Exaggerated cluster memory consumption

frankz · Feb 26, 2021

Hi everyone, after the last updates I noticed that the cluster in particular the main node, after about 30 minutes, starts to occupy 95% of the memory. This never happened, where can I inquire?

proxmox-ve: 6.3-1 (running kernel: 5.4.98-1-pve) pve-manager: 6.3-4 (running version: 6.3-4/0a38c56f) pve-kernel-5.4: 6.3-5 pve-kernel-helper: 6.3-5 pve-kernel-5.3: 6.1-6 pve-kernel-5.0: 6.0-11 pve-kernel-5.4.98-1-pve: 5.4.98-1 pve-kernel-5.4.78-2-pve: 5.4.78-2 pve-kernel-5.4.78-1-pve: 5.4.78-1 pve-kernel-5.3.18-3-pve: 5.3.18-3 pve-kernel-5.0.21-5-pve: 5.0.21-10 pve-kernel-5.0.15-1-pve: 5.0.15-1 ceph-fuse: 12.2.11+dfsg1-2.1+b1 corosync: 3.1.0-pve1 criu: 3.11-3 glusterfs-client: 5.5-3 ifupdown: 0.8.35+pve1 ksm-control-daemon: 1.3-1 libjs-extjs: 6.0.1-10 libknet1: 1.20-pve1 libproxmox-acme-perl: 1.0.7 libproxmox-backup-qemu0: 1.0.3-1 libpve-access-control: 6.1-3 libpve-apiclient-perl: 3.1-3 libpve-common-perl: 6.3-4 libpve-guest-common-perl: 3.1-5 libpve-http-server-perl: 3.1-1 libpve-storage-perl: 6.3-7 libqb0: 1.0.5-1 libspice-server1: 0.14.2-4~pve6+1 lvm2: 2.03.02-pve4 lxc-pve: 4.0.6-2 lxcfs: 4.0.6-pve1 novnc-pve: 1.1.0-1 proxmox-backup-client: 1.0.8-1 proxmox-mini-journalreader: 1.1-1 proxmox-widget-toolkit: 2.4-5 pve-cluster: 6.2-1 pve-container: 3.3-4 pve-docs: 6.3-1 pve-edk2-firmware: 2.20200531-1 pve-firewall: 4.1-3 pve-firmware: 3.2-2 pve-ha-manager: 3.1-1 pve-i18n: 2.2-2 pve-qemu-kvm: 5.2.0-2 pve-xtermjs: 4.7.0-3 qemu-server: 6.3-5 smartmontools: 7.1-pve2 spiceterm: 3.1-1 vncterm: 1.6-2 zfsutils-linux: 2.0.3-pve1

aaron · Feb 26, 2021

Do you see any processes that take up all that memory?
top -o %MEM

Do you by any chance, have check_mk installed?

frankz · Feb 26, 2021

aaron said:
Do you see any processes that take up all that memory?
top -o %MEM

Do you by any chance, have check_mk installed?

First of all thanks for answering me, I'll list the top of node1. However, my report is legitimate as the cluster worked like a clock, after the last update in particular that relating to the ZFS features the result is this.
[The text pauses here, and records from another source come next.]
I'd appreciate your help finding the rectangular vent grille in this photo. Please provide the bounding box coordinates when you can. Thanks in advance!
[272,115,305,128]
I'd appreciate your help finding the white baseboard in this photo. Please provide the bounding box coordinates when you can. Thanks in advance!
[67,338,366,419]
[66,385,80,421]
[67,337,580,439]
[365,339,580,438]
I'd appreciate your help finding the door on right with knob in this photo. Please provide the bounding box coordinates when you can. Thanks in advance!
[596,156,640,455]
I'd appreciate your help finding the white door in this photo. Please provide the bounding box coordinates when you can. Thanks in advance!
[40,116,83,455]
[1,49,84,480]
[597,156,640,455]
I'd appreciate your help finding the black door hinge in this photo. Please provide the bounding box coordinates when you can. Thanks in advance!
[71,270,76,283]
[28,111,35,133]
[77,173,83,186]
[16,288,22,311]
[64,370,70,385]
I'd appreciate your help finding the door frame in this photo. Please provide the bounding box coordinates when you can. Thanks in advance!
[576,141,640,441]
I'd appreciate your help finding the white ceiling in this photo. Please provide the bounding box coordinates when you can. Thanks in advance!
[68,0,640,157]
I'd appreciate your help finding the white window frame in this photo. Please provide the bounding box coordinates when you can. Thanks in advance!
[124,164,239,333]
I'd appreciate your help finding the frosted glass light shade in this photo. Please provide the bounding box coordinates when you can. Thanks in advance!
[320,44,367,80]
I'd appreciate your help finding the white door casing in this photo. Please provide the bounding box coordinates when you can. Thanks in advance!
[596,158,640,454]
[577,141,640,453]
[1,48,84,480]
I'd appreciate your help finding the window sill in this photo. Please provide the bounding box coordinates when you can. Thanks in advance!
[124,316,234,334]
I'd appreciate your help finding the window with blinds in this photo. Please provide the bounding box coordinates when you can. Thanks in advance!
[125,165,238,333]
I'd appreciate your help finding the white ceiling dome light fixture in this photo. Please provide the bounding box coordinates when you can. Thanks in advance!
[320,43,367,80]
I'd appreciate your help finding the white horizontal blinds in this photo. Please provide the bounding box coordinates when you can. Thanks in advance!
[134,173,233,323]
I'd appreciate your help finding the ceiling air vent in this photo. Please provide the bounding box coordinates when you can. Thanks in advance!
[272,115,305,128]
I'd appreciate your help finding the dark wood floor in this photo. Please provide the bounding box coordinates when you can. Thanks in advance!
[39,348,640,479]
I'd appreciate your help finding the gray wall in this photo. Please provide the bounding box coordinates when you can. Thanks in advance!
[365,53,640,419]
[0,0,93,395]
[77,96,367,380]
I can't figure out which of the processes it eats from memory. It is also strange because all the VMs after a restart are in line and the memory is about 21 GB occupied, after 30 mn the result is this one in the attachment

frankz · Feb 26, 2021

aaron said:
Do you by any chance, have check_mk installed?

NO

aaron · Feb 26, 2021

Do you use ZFS? Then it is possible that ZFS is using RAM for its cache. If you run arcstat you can see how much it is using. By default it will take up to 50% of RAM if it is available. If it detects that it is needed, it will be released.

frankz · Feb 27, 2021

aaron said:
Do you use ZFS? Then it is possible that ZFS is using RAM for its cache. If you run arcstat you can see how much it is using. By default it will take up to 50% of RAM if it is available. If it detects that it is needed, it will be released.

Hi aaron, here's what I get through the arcstat command:
What am I seeing is the memory used? If so, how can I set a lower value and is it correct for a 32GB node?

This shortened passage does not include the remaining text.